Life's a journey - Let's Switch it Up!

Wednesday, November 01, 2006

Comparisons

As a society we spend a great deal of time on comparisons. We use comparisons to make order of our hectic lives and use it as an assessment tool of our performance. We are driven and we use comparisons for a self evaluation – it’s a form of instant feedback.

Think about it, we judge

- how well our kids are doing by comparing them to their peers and their siblings at the same age
- how well we are doing at work by comparing the size of our office, the size of our bonus, the number of extra projects you are invited to participate in against those of our work place peers
- how well we are doing financially by the cars we drive, by the houses and neighbourhoods we live in, by the vacations we take and by the things we have.
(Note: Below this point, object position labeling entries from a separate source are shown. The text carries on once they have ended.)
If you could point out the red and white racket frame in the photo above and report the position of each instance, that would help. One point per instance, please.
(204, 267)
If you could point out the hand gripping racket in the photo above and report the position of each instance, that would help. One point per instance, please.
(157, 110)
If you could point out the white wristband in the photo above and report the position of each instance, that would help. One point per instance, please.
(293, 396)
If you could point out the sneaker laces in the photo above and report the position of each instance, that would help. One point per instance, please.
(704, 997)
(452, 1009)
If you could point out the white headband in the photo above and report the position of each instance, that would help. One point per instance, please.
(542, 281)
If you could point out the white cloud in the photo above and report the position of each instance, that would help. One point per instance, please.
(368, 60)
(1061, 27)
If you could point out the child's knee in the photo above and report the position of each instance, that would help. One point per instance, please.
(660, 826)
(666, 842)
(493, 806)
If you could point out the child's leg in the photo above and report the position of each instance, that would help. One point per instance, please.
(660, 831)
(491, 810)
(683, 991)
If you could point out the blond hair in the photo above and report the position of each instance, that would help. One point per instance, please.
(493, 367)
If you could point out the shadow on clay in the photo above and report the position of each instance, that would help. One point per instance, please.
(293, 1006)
We can only work out our relative place in the big scheme of things by comparing.

We all do it. It’s almost impossible not to but what it does mean is that we can never truly enjoy what we have or what we do or our accomplishments for how they make us feel. No outside influence to measure it against.

I noticed this because I have been visiting a great website called
www.obesityhelp.com It’s a website for all types of weight loss – surgical or otherwise. I frequent the Duodenal Switch forum as part of my learning to live as a DS’er. Daily I read the wonderful success stories of woman and men who have made the life changing decision to take control of their obesity. Each story is different – the challenges, the successes, the losses. But even so I compare. I look at their surgery dates and I look at their weight loss and I compare – who’s losing quickly, who is losing slower. Why is there a difference? Is there anything I can learn so that I can help myself be a quick loser? That sort of thing.

I know that I am not alone. I read stories of people who are disappointed about their weight loss. Not because they are unhappy to have forever lost that 10, 20, 30, 40, 50, 60lbs they’ve lost so far but because they know that someone out there has done it faster, quicker, “better”.

And I know that’s exactly what I’ll be doing once I’ve had my surgery. Comparing myself to others. Partly as a marker to see if I’m on track so I know whether I have an issue that I will need to speak to my surgeon about. Partly because, like every one else, I want to be a “wow” story.

What I really want to do is enjoy the journey. I know I will compare, to say I won’t would end up being a lie. But what I would like to do more is focus on each and every lb that I lose as being a step towards good health. My good health. No matter how much anyone else loses it doesn’t impact my health. I want to focus on celebrating the successes and not just the weight loss ones.

For me this will largely be a journey of renegotiating my parameters and of learning new ways to deal with life both good and bad. Every time I do so successfully, I am going to try and consciously give myself a pat on the back. On the weekend when I chose writing over fudge… pat on the back. It’s a coping skill and one which has hugely positive ramifications for my health and happiness. Halloween, not one candy eaten nor craved. Pat on the back. That took self control and the ability to remember the end goal. I am not good at that so small steps need to be celebrated.

Comparisons allow us to make order of our world, celebrating our successes for what they are sans comparisons will help make our world a happier one for ourselves.